99% of what this business owner posts is positive. She primarily posts about her business and the success of her beloved child. She posts specials, she makes inquires about expanding her business and shares the success of her business. Each of these positive posts receive a handful of likes and comments in comparison to the one negative post.  Now it’s my turn. WHY??? When she posts that it’s time for her to expand; why doesn’t she get 300 likes? When she posts pictures of the literal fruits of her labor; why doesn’t she get an engaged audience who wants to discuss how amazing her work is for days? I mean…. That’s what happened on the negative post.  The fb community discussed it for DAYS. 

And trust… I’m sitting on no fb friend moral high horse. I have witnessed this behavior on many pages.  A wife posts photos of the beautiful “just because” lilies her husband sent her. CRICKETS!!! Let that same husband black her damn eye! Here they come out of the woodwork with their regrets and prayers. What is wrong with us as a society? Why are we so drawn to negativity? Why is it so easy to scroll past the love, the joy, the success? Why the begrudging of celebration? Lean in… Did you know that you can be happy for yourself and someone else at the same time? Better yet… Did you know your life can suck like a Hoover vacuum and you can still be happy for other people? HELLO??? Happiness for yourself and happiness for others is not mutually exclusive.  You can do both at the same time. In fact, you might see the joy you extend to other folks manifest in your own life… But what do I know?
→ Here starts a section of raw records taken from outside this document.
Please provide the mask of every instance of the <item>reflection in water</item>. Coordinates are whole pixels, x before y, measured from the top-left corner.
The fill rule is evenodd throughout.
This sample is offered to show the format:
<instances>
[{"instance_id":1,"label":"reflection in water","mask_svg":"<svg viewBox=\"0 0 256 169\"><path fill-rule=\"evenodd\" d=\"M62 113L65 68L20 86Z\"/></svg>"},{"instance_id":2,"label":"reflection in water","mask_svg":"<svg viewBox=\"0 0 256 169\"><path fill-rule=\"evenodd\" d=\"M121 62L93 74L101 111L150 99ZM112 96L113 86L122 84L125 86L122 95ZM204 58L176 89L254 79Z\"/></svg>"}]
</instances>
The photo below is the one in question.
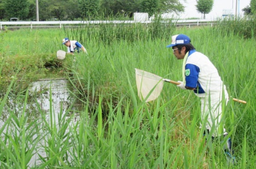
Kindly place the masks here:
<instances>
[{"instance_id":1,"label":"reflection in water","mask_svg":"<svg viewBox=\"0 0 256 169\"><path fill-rule=\"evenodd\" d=\"M37 101L41 110L46 112L50 111L50 89L51 93L52 111L60 112L61 109L65 111L68 108L70 94L68 90L68 83L65 79L44 80L33 82L29 90L30 94L40 93Z\"/></svg>"},{"instance_id":2,"label":"reflection in water","mask_svg":"<svg viewBox=\"0 0 256 169\"><path fill-rule=\"evenodd\" d=\"M42 80L32 83L29 87L29 92L30 97L36 98L37 103L28 103L26 105L26 109L29 110L25 112L26 114L30 113L30 111L38 112L40 114L40 112L42 111L45 112L45 119L48 121L49 124L50 124L50 121L52 119L52 122L55 122L56 126L58 126L58 116L60 114L65 114L67 109L72 103L73 101L70 97L69 88L69 83L67 80L64 79L55 79L55 80ZM13 96L9 97L8 101L6 103L5 105L6 108L2 113L1 117L0 117L0 129L1 129L5 124L6 119L7 119L10 115L8 111L11 111L15 112L19 118L22 112L24 105L24 102L18 101L17 101L16 96ZM16 103L17 102L18 103ZM50 105L51 104L51 107ZM39 108L36 106L36 104L40 105L40 110L39 110ZM31 110L31 108L34 109ZM39 111L40 110L40 111ZM43 110L43 111L42 111ZM50 114L50 112L52 114ZM51 118L50 116L52 115L54 117ZM70 123L75 123L77 120L79 120L79 115L75 115L73 120L71 120ZM30 120L33 120L33 118L31 118ZM40 123L38 122L38 123ZM43 123L43 122L42 122ZM53 123L54 124L54 123ZM10 124L10 128L12 124ZM8 129L8 130L10 129ZM44 132L40 131L41 132ZM68 129L67 129L66 132L68 132ZM8 132L8 133L11 133L11 132ZM5 128L3 132L1 133L1 137L2 139L5 138L4 134L6 133L6 129ZM37 134L33 135L33 137L37 137ZM39 157L38 154L39 154L41 157L46 158L46 154L43 148L45 146L48 146L48 145L43 140L41 140L41 142L38 143L38 146L36 146L36 150L34 152L35 154L32 157L30 162L30 167L34 166L35 164L38 164L40 163L40 161L38 161Z\"/></svg>"}]
</instances>

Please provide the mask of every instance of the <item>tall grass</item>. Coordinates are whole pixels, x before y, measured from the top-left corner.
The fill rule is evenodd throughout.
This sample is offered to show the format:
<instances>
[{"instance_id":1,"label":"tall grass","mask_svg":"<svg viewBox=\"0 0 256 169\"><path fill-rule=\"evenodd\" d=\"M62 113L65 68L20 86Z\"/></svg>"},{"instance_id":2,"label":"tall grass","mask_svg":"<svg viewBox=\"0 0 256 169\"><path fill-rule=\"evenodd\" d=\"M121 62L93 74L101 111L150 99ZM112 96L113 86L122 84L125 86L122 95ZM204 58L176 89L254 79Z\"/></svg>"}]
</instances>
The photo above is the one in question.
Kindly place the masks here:
<instances>
[{"instance_id":1,"label":"tall grass","mask_svg":"<svg viewBox=\"0 0 256 169\"><path fill-rule=\"evenodd\" d=\"M16 113L7 109L10 115L0 128L3 138L0 140L0 166L253 168L255 39L244 39L234 34L223 35L216 28L175 30L158 26L161 28L156 33L152 30L159 29L157 25L121 27L103 25L93 28L90 26L65 28L63 31L51 30L50 38L43 36L45 43L39 42L41 49L34 50L39 55L45 51L49 57L55 57L55 51L65 50L60 44L64 36L80 40L86 48L88 55L71 55L60 63L76 89L74 96L83 103L83 107L76 111L70 107L57 116L51 110L49 117L38 108L38 112L33 112L35 119L30 120L31 114L26 113L28 111L25 108ZM29 35L35 33L24 31L29 39ZM44 32L36 32L44 35ZM11 33L2 36L4 39L10 38L8 43L14 45L15 38L12 41L7 38ZM17 35L16 32L13 33ZM180 33L190 36L197 50L209 56L217 68L230 96L247 102L242 104L231 101L225 107L225 127L234 143L236 165L226 164L223 144L206 142L206 137L210 140L211 135L203 137L203 130L199 128L200 100L192 92L166 83L154 101L146 103L137 95L134 68L176 81L181 80L182 60L176 60L172 50L166 47L171 43L172 35ZM21 47L15 50L3 50L1 56L11 58L13 53L19 56L17 51L24 55ZM33 53L28 52L28 55ZM1 67L7 70L5 65ZM17 85L15 80L5 97L1 99L2 111L9 93ZM18 96L17 100L27 103L27 93ZM80 120L74 121L77 114ZM31 163L34 154L37 161Z\"/></svg>"}]
</instances>

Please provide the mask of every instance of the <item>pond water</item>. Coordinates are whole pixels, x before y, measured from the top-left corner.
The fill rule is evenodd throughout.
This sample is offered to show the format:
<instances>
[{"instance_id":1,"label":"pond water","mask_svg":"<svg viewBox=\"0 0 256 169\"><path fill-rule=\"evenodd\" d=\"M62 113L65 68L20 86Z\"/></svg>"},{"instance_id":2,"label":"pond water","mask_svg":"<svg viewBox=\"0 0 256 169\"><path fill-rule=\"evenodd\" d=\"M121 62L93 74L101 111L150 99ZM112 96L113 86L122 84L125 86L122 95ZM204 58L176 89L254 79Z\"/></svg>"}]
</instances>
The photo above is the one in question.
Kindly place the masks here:
<instances>
[{"instance_id":1,"label":"pond water","mask_svg":"<svg viewBox=\"0 0 256 169\"><path fill-rule=\"evenodd\" d=\"M53 119L57 124L59 114L60 113L64 114L68 109L70 109L70 106L74 101L70 94L70 89L72 89L72 88L69 86L68 81L64 79L46 79L33 82L29 86L29 97L35 98L36 103L28 102L26 106L26 110L26 110L25 113L30 113L31 112L30 112L30 111L33 112L36 112L37 111L43 112L45 113L45 120L48 120L49 124L50 119ZM16 101L15 100L17 99L16 96L9 96L8 101L6 103L2 115L0 117L0 129L2 128L6 119L9 117L10 109L12 112L15 112L18 118L21 116L20 112L22 112L24 109L24 101L20 101L15 103ZM32 109L33 110L31 110ZM40 114L40 113L38 114ZM50 118L51 115L55 118ZM79 121L79 116L75 116L74 119L71 120L71 123L75 123ZM33 117L31 117L31 119L30 120L33 120ZM11 126L10 128L11 128ZM1 133L2 139L4 138L4 133L6 133L6 129L4 129L3 132ZM34 137L36 137L37 136L35 135ZM38 154L41 157L46 157L46 153L41 145L45 144L45 143L39 143L39 145L39 145L37 148L37 154L35 154L32 157L30 162L30 167L32 167L35 164L38 164L38 162L37 161L38 159L38 155L37 155ZM47 145L44 145L44 146Z\"/></svg>"}]
</instances>

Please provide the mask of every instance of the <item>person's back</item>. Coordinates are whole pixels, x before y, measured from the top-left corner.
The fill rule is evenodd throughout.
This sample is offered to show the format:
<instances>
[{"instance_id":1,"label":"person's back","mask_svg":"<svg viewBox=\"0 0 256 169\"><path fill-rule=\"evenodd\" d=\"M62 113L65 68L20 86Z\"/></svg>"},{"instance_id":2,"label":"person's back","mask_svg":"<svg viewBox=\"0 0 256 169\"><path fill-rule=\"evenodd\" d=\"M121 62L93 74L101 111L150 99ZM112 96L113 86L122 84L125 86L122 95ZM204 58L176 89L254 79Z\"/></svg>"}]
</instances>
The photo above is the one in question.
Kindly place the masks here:
<instances>
[{"instance_id":1,"label":"person's back","mask_svg":"<svg viewBox=\"0 0 256 169\"><path fill-rule=\"evenodd\" d=\"M186 62L186 67L189 67L189 64L198 67L199 73L197 80L205 92L216 93L222 90L223 84L218 70L206 56L196 51L188 56ZM189 82L186 81L186 85L189 86L190 84L188 84ZM195 93L198 93L196 89L194 90L194 91Z\"/></svg>"}]
</instances>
The point of it all, *in my Anthony Hamilton voice*, is to let the love out. When you catch yourself scrolling past the joy to get to the drama; check yourself. I was deeply disheartened by the behavior on my fb friends page because I know she’s a wonderful person. She, like all of us, deserves to be acknowledged, celebrated, encouraged and rooted for whether its raining or if the sun is shining.  All I’m saying is… Don’t wait until someone is in the middle of a storm to offer your support. Some of us might start to think you were carrying your umbrella all along. 

Hey! That’s all I got. Until next time… Choose you and don’t pass up positivity; spread it. Love y'all. 

I’m not here because I’m an expert. I’m here because I have experiences.